WILLIAM MWITI(Africa Chapter Lead)
William is a Director, Quality and Risk Management, Global Medical and Safety Governance, supporting the Africa and Developing Countries of Asia at GlaxoSmithKline. In his role, William he is responsible for providing technical support to Country Medical Teams across 53 distinct countries medical affairs, governance, pharmacovigilance, medical information and human subject research, aiming to strengthen and drive simplification in the operating model. At a Global level, he links the local units with the global teams driving organizational alignment and feeding into the development of global medical governance strategies.

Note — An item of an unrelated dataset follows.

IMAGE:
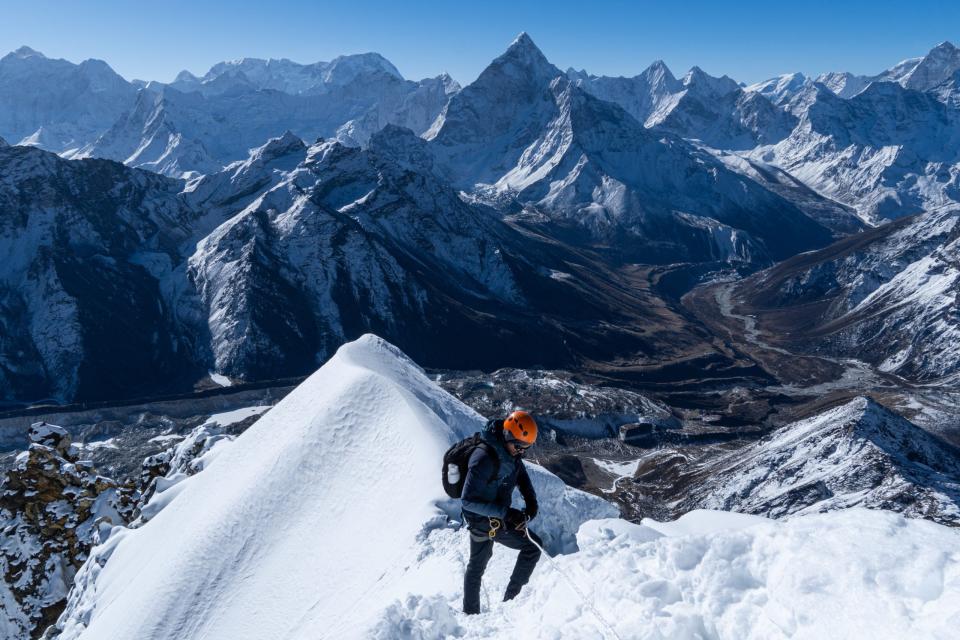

He began his career with GSK in 2011 as a Medical Advisor supporting 13 East African countries and worked across a wide range of medical affairs therapeutic areas including anti-infectives, respiratory, allergy, dermatology, cardiovascular, gastroenterology, oncology, neurosciences and vaccines. He also worked as a nominated safety contact, providing pharmacovigilance oversight to the Eastern African countries. In 2014 he became the Country Medical Director, a position he held for two years.
William is a 2017 Oxford University-African Leadership Institute, Archbishop Desmond Tutu Fellow. He holds a First Class Master’s Degree in Pharmaceutical Medicine from Ireland and is a Bachelor of Medicine and Surgery graduate from the University of Nairobi. He is a Top 40 Under 40 Awardee Kenya – 2015. He has co-authored articles on antibiotic resistance, burden of rotavirus gastroenteritis, influenza shedding and use of webinars for medical education. He was involved in the introduction and of pneumonia and rotavirus vaccines across several East Africa countries while overseeing the development of the new Malaria vaccine. He has been involved in launches of many other products across therapeutic categories within the region.
Prior to joining GSK, William worked for the US CDC as a Researcher and at the Gertrude’s Children’s Hospital as a Doctor. He served patients in Kenya’s largest slum as a Doctor and Board of Trustees member for the University of North Carolina’s Carolina for Kibera program.